2. Pokój, droga słuchania oparta na pamięci, solidarności i braterstwie

Hibakusha, osoby, które przeżyły bombardowania atomowe w Hiroszimie i Nagasaki, należą do tych, którzy dziś podtrzymują płomień zbiorowej świadomości, świadcząc następnym pokoleniom o potworności tego, co wydarzyło się w sierpniu 1945 r. oraz o niewypowiedzianych cierpieniach, jakie po tym nastąpiły aż po dzień dzisiejszy. Ich świadectwo rozbudza i zachowuje w ten sposób pamięć o ofiarach, aby ludzkie sumienie stawało się coraz silniejsze w obliczu wszelkiej woli dominacji i zniszczenia: „nie możemy pozwolić, by obecne i nowe pokolenia utraciły pamięć o tym, co się wydarzyło, tę pamięć, która jest gwarantem i bodźcem do budowania bardziej sprawiedliwej i braterskiej przyszłości”[4].

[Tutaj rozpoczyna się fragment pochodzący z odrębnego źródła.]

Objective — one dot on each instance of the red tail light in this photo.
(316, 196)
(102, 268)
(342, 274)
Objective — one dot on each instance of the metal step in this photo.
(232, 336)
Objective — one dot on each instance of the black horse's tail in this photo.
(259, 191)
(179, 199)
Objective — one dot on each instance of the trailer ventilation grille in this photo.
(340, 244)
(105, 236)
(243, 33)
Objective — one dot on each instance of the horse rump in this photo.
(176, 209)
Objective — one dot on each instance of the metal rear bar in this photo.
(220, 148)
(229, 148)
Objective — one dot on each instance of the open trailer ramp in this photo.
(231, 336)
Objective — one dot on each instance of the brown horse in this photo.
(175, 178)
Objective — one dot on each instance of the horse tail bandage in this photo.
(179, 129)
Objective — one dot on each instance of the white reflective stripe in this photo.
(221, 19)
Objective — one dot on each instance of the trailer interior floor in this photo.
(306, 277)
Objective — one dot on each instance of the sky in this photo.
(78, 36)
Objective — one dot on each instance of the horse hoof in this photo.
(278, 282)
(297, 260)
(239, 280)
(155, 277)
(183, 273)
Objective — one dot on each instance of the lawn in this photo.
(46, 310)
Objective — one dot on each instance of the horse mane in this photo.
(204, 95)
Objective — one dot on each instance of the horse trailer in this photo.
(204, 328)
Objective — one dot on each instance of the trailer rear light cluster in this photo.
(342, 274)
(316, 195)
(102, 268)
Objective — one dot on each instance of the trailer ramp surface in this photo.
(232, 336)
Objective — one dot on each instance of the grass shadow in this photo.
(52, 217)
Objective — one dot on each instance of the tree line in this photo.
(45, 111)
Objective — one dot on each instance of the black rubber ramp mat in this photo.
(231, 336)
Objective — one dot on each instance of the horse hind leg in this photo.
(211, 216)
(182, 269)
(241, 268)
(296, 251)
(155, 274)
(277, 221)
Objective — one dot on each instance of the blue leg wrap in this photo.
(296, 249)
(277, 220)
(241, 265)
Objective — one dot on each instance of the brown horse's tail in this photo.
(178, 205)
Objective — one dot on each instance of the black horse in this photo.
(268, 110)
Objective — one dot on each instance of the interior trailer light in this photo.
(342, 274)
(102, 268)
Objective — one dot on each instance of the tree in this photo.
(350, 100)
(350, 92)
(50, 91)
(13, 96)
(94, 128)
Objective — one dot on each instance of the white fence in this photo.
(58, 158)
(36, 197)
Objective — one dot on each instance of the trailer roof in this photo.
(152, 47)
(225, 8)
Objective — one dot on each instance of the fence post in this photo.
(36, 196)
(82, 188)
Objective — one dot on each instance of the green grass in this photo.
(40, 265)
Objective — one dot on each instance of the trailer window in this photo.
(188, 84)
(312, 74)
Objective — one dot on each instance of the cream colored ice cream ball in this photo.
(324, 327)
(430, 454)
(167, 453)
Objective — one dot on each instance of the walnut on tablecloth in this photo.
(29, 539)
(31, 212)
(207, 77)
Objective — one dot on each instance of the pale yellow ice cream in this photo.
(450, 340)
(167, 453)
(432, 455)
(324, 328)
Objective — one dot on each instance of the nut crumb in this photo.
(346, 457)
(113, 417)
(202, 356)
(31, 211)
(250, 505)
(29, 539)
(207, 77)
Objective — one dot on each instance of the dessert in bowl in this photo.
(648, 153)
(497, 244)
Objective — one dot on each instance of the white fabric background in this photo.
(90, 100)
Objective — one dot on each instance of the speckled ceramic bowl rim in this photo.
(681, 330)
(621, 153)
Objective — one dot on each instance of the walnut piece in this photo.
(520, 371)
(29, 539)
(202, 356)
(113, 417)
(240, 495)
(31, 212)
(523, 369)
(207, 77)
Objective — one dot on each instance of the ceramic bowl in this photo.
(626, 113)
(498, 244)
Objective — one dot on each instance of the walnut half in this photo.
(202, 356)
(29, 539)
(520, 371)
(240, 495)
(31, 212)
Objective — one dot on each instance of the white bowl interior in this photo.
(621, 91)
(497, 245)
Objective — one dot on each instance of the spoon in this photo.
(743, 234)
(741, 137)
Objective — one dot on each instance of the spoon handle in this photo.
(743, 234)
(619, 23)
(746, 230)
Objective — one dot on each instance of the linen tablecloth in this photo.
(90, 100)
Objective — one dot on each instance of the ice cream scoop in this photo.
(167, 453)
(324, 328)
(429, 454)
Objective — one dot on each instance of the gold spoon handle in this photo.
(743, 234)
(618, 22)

Podobnie jak oni, wiele osób na całym świecie oferuje przyszłym pokoleniom nieodzowną posługę pamięci, której należy strzec nie tylko po to, aby nie popełniać na nowo tych samych błędów, albo by nie proponowano na nowo złudnych wzorców przeszłości, ale także dlatego, aby jako owoc doświadczenia stanowiła ona korzeń i podpowiadała drogę dla obecnych i przyszłych decyzji pokojowych.

Co więcej, pamięć jest perspektywą nadziei: często w mrokach wojen i konfliktów, pamięć o nawet niewielkim otrzymanym geście solidarności może zainspirować decyzje odważne, a nawet heroiczne, może uruchomić nowe energie i rozpalić nową nadzieję w poszczególnych osobach i wspólnotach.

Otwarcie i wytyczanie drogi pokoju jest wyzwaniem o tyle bardziej złożonym, o ile wchodzące w grę interesy w stosunkach między osobami, wspólnotami i narodami są wielorakie i sprzeczne. Przede wszystkim należy odwoływać się do sumienia moralnego oraz do woli osobistej i politycznej. Pokój czerpiemy bowiem z głębi ludzkiego serca, a wola polityczna zawsze musi być umacniana, aby rozpocząć nowe procesy, które jednają i jednoczą osoby i wspólnoty.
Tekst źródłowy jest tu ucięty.